Народу собралось глазеть на эту сцену такое множество, что в комнате было тесно и жарко, как в церкви, когда архиерей служит обедню. Так и не удалось Малашке повидаться с барином наедине.
С летами и по мере того, как воспоминания о прошлом сглаживались в душе Александра Васильевича, ослабевало в нем и то чувство не то страха, не то отвращения, которое заставляло его избегать столкновения с Малашкой. Он даже по временам совсем забывал о ее существовании. Однако, когда пять лет спустя она переселилась с детьми в свой дом, на другую улицу, Александр Васильевич вздохнул свободнее и почувствовал себя счастливее прежнего.
И вот теперь, через пятнадцать лет, она опять настаивает на свидании с ним.
Что ей от него нужно? Что может она ему сказать такого, до чего он сам еще не додумался в минуты тоскливого возврата к прошлому?
А такие минуты были у Александра Васильевича, и чаще, чем он желал.
Воспоминание о непоправимых ошибках — что может быть мучительнее этого?
Да, непоправимо. Марфинька умерла. Ее сын (его ребенок — Воротынцев слишком хорошо знал ее, чтобы сомневаться в этом), ее сын, если даже он и жив, для него все равно что умер.
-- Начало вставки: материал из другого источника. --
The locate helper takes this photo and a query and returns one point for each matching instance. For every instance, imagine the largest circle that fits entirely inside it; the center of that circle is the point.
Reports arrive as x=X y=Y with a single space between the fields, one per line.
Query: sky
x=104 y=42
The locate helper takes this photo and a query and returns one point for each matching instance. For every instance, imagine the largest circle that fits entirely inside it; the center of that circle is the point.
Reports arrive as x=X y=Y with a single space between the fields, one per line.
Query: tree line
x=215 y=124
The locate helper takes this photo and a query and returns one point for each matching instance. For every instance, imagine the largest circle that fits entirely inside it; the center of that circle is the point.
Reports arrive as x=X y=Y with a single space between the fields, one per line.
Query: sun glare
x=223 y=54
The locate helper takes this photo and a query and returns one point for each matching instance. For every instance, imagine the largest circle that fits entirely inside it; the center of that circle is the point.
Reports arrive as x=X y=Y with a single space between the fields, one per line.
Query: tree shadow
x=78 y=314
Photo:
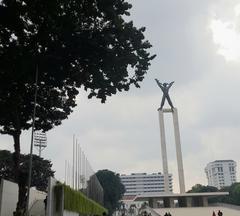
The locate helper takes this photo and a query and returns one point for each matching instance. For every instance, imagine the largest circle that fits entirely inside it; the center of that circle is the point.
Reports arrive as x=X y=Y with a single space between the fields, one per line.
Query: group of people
x=219 y=213
x=167 y=214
Хуже, о мертвых можно вспоминать, а Александр Васильевич тогда только и успокаивался, когда ему удавалось забыть про него. Теперь, пока глупая история с письмом не разъяснится, часто придется вспоминать о нем.
Воротынцев сорвался с места и стал большими шагами прохаживаться по комнате, опустив голову и с таким удрученным видом на осунувшемся лице, что самые близкие люди не узнали бы его в эту минуту.
Никто его еще таким не видал. Видели его гневным и сердитым, с грозно сдвинутыми бровями, или бледным от ярости, с бешенным блеском в глазах и дерзкой усмешкой на устах, но растерянным и удрученным — никогда.
Более одинокого человека на свете, чем Воротынцев, трудно было найти.
С женой, опротивевшей ему еще до свадьбы, и еще больше, чем Марфинька, отношения у него были самые тяжелые. Если он не мучил ее так грубо, как ту в Воротыновке, а изводил только тем, что на каждом шагу подчеркивал свое отвращение и недоверие к ней, то лишь потому, что здесь обстановка была не та, что в Воротыновке, и Марью Леонтьевну, урожденную княжну Молдавскую, нельзя было терзать так, как ту, беззащитную. У нее было богатое и знатное родство, она была принята ко двору, за нее было кому заступиться, однако невозможность считать ее вполне своею вещью и обращаться с нею, как с крепостной, разжигала еще сильнее злобу к ней Александра Васильевича.